HockeyStack fit these constraints: it connected digital touchpoints to HubSpot outcomes at the account level and its AI assistant (Odin) supported faster insight synthesis .
The Alternatives
Allica evaluated a number of B2B attribution options before choosing HockeyStack. Each had strengths, but they prioritised a HubSpot-first setup that could quickly produce decision-grade insights without heavy engineering. HockeyStack stood out because it offered:
- A proven HubSpot-native integration that aligned with our CRM stages and sales-assisted motion
- Faster time-to-value for a lean team moving from implementation to usable reporting quickly.
- Account-level journey mapping and pre-built B2B reporting that matched the decisions we needed to make (allocation, assists, pathing).
- An AI workflow (Odin) that supported summarisation + validation, helping us spot anomalies
“We saw HockeyStack running with HubSpot and the account-level journey reporting clicked, especially for understanding influence across a B2B buying journey.”
The Insights
Allica surfaced actionable patterns that weren’t visible under last-touch early in implementation:
- Journey patterns by motion and segment: we’re analysing touches to convert and common journey archetypes .

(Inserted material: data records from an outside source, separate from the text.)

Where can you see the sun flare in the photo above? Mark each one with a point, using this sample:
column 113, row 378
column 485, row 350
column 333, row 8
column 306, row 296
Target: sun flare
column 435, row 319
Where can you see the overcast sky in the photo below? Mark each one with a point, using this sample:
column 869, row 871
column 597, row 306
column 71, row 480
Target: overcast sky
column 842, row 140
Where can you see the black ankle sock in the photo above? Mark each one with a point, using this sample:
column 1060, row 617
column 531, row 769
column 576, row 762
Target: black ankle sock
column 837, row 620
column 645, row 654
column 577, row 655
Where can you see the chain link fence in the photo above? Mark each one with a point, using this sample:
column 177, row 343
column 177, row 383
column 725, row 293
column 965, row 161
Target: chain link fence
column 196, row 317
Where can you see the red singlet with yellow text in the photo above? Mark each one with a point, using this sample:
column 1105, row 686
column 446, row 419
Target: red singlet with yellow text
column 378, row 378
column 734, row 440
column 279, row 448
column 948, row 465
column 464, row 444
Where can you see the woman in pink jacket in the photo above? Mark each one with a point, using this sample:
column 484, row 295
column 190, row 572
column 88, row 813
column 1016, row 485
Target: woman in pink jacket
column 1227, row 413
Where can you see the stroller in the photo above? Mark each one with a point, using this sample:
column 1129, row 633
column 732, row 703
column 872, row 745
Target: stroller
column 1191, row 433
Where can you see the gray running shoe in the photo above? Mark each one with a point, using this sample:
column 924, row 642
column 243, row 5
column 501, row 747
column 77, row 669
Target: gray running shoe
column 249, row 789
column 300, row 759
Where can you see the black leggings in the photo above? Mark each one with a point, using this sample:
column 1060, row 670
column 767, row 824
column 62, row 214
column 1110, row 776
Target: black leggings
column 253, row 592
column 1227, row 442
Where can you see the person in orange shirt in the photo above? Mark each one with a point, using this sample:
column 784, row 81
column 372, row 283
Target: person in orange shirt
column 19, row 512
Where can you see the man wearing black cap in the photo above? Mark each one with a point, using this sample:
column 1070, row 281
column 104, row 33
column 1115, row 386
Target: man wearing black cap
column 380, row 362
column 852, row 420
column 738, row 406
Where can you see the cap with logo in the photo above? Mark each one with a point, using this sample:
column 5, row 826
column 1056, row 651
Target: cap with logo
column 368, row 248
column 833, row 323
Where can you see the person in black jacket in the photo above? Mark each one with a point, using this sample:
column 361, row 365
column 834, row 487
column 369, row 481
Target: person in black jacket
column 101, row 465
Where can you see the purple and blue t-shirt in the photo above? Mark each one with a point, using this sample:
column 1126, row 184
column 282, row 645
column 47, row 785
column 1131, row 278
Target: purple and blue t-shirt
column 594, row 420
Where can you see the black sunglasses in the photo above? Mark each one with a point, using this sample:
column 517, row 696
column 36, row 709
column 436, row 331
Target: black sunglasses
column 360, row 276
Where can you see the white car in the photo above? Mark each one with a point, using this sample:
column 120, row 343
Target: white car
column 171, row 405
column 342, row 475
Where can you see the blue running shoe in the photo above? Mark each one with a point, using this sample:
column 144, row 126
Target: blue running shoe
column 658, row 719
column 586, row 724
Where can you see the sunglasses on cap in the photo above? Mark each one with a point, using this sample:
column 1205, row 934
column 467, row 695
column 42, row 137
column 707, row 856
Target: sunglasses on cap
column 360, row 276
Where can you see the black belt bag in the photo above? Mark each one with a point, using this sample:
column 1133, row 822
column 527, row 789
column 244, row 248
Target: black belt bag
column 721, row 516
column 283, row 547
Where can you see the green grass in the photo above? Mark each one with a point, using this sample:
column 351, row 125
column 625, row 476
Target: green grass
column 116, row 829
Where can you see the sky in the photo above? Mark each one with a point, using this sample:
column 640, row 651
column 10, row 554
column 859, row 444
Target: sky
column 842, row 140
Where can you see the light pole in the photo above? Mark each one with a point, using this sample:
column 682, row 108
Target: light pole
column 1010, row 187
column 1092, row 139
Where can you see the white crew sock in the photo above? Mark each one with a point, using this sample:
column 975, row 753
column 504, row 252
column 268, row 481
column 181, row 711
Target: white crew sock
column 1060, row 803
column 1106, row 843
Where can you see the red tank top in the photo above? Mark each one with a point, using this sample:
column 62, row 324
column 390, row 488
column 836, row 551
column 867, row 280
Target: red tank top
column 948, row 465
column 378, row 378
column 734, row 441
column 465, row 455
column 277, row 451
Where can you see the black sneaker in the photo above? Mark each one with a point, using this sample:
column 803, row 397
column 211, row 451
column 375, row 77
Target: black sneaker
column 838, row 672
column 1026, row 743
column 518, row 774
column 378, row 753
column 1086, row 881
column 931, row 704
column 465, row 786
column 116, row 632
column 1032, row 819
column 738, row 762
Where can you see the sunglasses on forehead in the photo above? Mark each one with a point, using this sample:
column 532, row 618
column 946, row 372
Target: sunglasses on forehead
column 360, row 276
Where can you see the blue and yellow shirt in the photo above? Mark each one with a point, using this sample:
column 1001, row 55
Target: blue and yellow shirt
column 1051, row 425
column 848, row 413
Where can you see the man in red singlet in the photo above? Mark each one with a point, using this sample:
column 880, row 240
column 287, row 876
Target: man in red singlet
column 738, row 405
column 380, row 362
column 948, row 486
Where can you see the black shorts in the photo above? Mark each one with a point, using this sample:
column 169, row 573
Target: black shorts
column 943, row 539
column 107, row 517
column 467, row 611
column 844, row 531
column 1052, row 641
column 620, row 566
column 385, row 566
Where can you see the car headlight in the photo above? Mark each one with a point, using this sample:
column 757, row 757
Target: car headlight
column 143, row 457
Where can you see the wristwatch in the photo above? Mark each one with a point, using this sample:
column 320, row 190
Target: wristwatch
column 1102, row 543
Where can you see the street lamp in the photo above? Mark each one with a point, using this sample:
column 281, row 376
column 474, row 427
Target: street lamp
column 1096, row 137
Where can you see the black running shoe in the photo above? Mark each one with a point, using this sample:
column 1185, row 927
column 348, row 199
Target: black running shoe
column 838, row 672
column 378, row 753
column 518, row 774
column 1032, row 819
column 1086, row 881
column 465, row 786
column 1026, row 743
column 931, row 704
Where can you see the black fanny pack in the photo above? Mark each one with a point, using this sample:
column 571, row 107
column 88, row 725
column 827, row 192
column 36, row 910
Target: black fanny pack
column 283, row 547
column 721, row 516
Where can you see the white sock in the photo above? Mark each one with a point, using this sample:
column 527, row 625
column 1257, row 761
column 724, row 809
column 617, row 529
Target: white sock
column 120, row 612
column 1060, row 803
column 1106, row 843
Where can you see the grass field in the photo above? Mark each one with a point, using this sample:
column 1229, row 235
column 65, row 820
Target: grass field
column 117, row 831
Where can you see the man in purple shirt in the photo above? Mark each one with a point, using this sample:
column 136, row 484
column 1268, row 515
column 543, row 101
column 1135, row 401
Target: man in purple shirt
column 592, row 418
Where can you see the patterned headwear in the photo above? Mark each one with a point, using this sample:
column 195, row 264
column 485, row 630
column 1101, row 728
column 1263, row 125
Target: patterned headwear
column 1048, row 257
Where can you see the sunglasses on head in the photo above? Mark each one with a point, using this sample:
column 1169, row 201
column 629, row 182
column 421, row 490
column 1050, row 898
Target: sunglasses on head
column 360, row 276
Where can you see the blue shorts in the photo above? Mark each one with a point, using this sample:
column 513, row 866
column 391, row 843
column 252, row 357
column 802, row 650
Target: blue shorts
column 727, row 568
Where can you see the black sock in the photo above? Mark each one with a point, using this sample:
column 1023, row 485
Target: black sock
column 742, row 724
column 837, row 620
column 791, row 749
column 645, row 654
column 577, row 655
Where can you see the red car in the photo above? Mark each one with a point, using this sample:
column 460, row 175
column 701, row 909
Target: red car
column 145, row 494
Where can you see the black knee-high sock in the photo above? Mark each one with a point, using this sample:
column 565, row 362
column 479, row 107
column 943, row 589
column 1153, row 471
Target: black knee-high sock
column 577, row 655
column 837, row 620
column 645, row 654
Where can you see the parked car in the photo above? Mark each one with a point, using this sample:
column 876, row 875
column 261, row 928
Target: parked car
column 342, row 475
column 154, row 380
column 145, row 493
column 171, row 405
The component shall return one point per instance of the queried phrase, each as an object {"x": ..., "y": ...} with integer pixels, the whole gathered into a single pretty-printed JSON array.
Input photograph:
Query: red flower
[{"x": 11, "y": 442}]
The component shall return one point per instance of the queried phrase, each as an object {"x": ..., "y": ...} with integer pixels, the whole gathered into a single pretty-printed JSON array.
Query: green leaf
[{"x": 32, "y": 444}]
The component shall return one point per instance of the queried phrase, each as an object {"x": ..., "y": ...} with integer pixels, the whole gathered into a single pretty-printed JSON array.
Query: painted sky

- Assist value is real: A channel we had invested minimally in appeared weak on last-touch, but showed meaningful assist presence in successful journeys supporting a more nuanced allocation decision.
- Organic often reflects a combination of influences: a portion of conversions labelled organic were downstream of earlier digital touches, giving clearer visibility into marketing’s role in sales-assisted pipeline.
Furthermore, Odin supports the team’s reporting cadence by enabling a “trust-but-verify” loop:
- Flagging anomalies and prompting validation
- Summarising what changed and what matters without spending hours in dashboards.
- Surfacing overlooked assist signals from long-tail sources (e.g., DuckDuckGo, Ecosia) that would otherwise be ignored.
“Odin helps summarize what matters most when we’re moving fast. And when something looks off, it becomes a loop: question, validate, fix.”
The Results
Early wins for Allica include:
- Clearer decision making on allocation: improved visibility into cross channel assist and influence so we can make more defensible budget choices.
- Better attribution of sales-assisted inbound: account-level journeys now show where pipeline was influenced upstream, even when the final conversion happened through sales activity in HubSpot.
- More credible planning inputs for 2026: we’re using journey patterns to inform budget planning across a fast-scaling GTM motion.
- A repeatable trust and QA loop: anomalies are now part of the workflow (identify → validate identity/tracking → fix), improving confidence in what we see.
“These learnings are already being embedded into our operating cadence and experimentation priorities so we can improve efficiency over time."